Monday Poetry Challenge

Writing poetry is more than a combination of art and science. It takes a lot of insight and a fair amount of practice. Poetry requires the ability to reflect on mundane objects, things, animals or incidents and turn it into an introspective observation that is unique. Good poetry will make you want to think and draw your own conclusion. Good poetry is timeless, people can reflect on it for ages and derive insight or inspiration. I am therefore starting a weekly challenge to coax you into writing or reading poetry that you love.

Each week I will share a theme and some examples to inspire and titillate your creative instincts. Send me your poem in the comments section or write it in your blog and pingback to me.

This week I visited the Aquarium in Long Beach with my daughter. My two year old daughter was absolutely mesmerized with the musical movement of fish underwater. That is the beauty of fish, it can neither talk nor hear you, yet it leaves you mesmerized with its movement. So for this week’s challenge I encourage you to write a poem about a fish, it need not be titled “Fish” but try to include some reference to one. If you would rather not author a poem, then feel free to share your own analysis on any poem about a fish.
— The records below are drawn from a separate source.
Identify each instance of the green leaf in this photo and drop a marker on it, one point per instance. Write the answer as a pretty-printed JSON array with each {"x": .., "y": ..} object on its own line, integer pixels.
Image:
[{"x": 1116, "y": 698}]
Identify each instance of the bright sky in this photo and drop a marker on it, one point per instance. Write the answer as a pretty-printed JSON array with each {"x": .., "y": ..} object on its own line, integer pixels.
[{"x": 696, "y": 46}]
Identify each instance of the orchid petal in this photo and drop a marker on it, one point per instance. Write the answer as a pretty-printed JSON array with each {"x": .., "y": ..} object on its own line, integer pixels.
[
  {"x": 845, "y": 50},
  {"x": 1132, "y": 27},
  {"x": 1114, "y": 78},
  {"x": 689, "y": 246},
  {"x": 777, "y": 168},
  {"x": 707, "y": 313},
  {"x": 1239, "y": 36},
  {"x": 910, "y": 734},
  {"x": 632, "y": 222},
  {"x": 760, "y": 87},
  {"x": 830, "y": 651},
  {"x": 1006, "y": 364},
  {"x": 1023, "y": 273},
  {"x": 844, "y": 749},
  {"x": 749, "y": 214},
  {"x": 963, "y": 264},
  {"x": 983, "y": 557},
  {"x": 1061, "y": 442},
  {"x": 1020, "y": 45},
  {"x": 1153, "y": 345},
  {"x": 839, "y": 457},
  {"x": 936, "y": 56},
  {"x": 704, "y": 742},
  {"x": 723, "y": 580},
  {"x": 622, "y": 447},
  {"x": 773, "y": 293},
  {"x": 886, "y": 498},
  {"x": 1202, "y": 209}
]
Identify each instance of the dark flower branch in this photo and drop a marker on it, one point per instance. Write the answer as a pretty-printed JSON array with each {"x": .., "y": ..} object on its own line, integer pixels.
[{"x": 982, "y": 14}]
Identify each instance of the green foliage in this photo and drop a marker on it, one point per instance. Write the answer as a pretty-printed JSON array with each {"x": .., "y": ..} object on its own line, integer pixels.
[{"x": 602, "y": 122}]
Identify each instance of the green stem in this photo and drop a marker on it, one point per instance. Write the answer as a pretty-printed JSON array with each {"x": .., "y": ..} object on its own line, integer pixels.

Take for instance this poem by William Butler Yeats. Even though the poem is titled “The Fish” and it starts off by talking about the sinuous movement of a fish within “the ebb and flow” of the tide, the poem is not about the fish at all. The fish is an analogy to a person who was perhaps “hard and unkind” or was perceived as such by people. Or perhaps it isn’t about a person at all instead the Fish is referencing the judgmental nature of people or society, who will criticize even the most instinctive behavior of a person.

The Fish

Although you hide in the ebb and flow
Of the pale tide when the moon has set,
The people of coming days will know
About the casting out of my net,
And how you have leaped times out of mind
Over the little silver cords,
And think that you were hard and unkind,
And blame you with many bitter words.